Yes, the sixty-vote threshold can prevent pro-abortion majorities from passing horrible legislation like the EACH Woman Act, but it’s also keeping pro-life majorities from defunding Planned Parenthood and banning abortions at twenty weeks.
And consider: we’ve all been frustrated by the prospect of having to wait years and years until Supreme Court Justices eventually resign, then a pro-life president eventually replaces them, then a future legal dispute eventually reaches SCOTUS again, then the new majority votes to overturn Roe v. Wade, then we can finally vote to directly end abortion-on-demand.
But what if I told you Roe v. Wade could be overturned, and all abortions voted on, as early as January 20, 2017? A bill like the Life at Conception Act could do it. A pro-life president may well win election next year. Congress’s pro-life majority could hold or expand. But do you really want to risk the fates of millions of preborn babies on the likelihood of the next Senate having sixty strong pro-lifers?

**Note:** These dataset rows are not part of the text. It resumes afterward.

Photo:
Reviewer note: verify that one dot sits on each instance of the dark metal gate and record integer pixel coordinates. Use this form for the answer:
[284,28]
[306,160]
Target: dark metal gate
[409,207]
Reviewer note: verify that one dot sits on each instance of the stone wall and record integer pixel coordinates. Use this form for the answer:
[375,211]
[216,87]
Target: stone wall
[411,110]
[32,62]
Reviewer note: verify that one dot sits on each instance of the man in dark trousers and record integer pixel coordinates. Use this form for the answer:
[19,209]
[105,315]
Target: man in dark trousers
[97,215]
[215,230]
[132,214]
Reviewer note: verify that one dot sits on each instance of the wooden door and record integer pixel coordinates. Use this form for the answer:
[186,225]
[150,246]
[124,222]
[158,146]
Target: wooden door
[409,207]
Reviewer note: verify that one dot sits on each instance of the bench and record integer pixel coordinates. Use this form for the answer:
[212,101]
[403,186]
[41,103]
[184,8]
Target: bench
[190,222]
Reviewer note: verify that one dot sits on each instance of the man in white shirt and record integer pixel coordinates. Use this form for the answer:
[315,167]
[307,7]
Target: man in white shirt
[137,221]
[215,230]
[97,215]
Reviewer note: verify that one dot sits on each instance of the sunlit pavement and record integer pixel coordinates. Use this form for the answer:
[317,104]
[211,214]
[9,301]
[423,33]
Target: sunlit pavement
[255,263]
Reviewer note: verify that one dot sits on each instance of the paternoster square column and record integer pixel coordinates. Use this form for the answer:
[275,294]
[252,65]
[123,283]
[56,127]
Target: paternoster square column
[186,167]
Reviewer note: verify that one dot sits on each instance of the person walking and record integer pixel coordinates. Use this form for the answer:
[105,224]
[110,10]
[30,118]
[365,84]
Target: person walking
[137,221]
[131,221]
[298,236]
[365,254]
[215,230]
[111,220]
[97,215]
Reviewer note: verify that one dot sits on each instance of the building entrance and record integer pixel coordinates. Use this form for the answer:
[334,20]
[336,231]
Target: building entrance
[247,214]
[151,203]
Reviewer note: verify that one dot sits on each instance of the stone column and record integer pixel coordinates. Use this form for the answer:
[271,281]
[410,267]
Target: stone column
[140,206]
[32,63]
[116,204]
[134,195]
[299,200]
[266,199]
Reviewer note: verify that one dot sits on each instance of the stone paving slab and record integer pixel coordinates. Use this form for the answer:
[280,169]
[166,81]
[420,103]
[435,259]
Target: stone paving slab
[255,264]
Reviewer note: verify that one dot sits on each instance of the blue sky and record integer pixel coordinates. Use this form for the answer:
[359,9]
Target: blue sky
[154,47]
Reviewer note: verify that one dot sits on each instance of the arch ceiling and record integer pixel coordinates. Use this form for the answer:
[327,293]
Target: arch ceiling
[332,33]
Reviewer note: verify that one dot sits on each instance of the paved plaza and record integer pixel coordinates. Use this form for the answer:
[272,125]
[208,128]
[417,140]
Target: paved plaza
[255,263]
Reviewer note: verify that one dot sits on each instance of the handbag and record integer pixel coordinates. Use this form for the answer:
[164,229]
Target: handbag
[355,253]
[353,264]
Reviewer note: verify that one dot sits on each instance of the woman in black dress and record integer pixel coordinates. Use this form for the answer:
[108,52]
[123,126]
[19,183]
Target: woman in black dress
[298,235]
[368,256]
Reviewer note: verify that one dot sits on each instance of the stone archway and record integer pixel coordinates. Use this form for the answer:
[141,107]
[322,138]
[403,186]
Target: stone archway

Ultimately, we live in a system where the majority, while not without limits, rules. We’re all used to hearing the phrase “elections have consequences” used as an excuse for the losing side to capitulate (see: judicial nominees), but here it should be a clarion call for the winning side to act. In November, the American people voted to move away from pro-abortion extremism.
A supposedly pro-life Senate shouldn’t let meaningless, extra-constitutional rules get in the way of keeping their promise to the electorate.